- Born: March 18, 1909 Philadelphia, Pennsylvania, U.S.
- Died: May 10, 1975 (aged 66) Boston, Massachusetts, U.S.
- Resting place: Puritan Lawn Memorial Park, Peabody, Massachusetts
- Education: Tufts College
- Occupation: Sportswriter
- Years active: 1933–1973
- Employer(s): Boston Evening Transcript (1933–1941) The Boston Globe (1941–1973)
- Known for: Coverage of the Boston Braves and Boston Red Sox
- Spouse: Alayne
- Awards: J. G. Taylor Spink Award (1976)

= Harold Kaese =

American sportswriter

Harold William Kaese (March 8, 1909 – May 10, 1975) was an American sports writer, best known for covering Major League Baseball in Boston, Massachusetts.

==Biography==
Kaese was born in 1909 in Philadelphia, grew up in Lynn, Massachusetts, and graduated from Lynn English High School where he excelled at basketball and baseball. He graduated magna cum laude from Tufts College in 1933, where he was a member of the Phi Kappa Phi fraternity. During the 1940s to 1960s, he won several squash championships at the state and national levels.

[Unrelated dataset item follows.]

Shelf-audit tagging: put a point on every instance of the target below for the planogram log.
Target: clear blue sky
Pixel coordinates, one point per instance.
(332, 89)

Kaese worked for the Boston Evening Transcript from 1933 to 1941, and then for The Boston Globe until 1973. He covered both the Boston Braves and the Boston Red Sox of Major League Baseball (MLB), retiring after the 1973 World Series. His writing was also published in various periodicals, including The Saturday Evening Post, The New York Times Magazine, and Sports Illustrated. He wrote a book on the history of Boston's National League team, entitled The Boston Braves, 1871–1953.

Kaese died at Massachusetts General Hospital in Boston on May 10, 1975; he had checked in to the hospital the day before, complaining of chest pains. He was survived by his wife. His funeral was attended by representatives of The Boston Globe, Boston Red Sox, Boston Bruins, and The Jimmy Fund; he was buried in Peabody, Massachusetts.

Kaese was honored (along with Red Smith) with the J. G. Taylor Spink Award by the Baseball Writers' Association of America (BBWAA) in December 1976.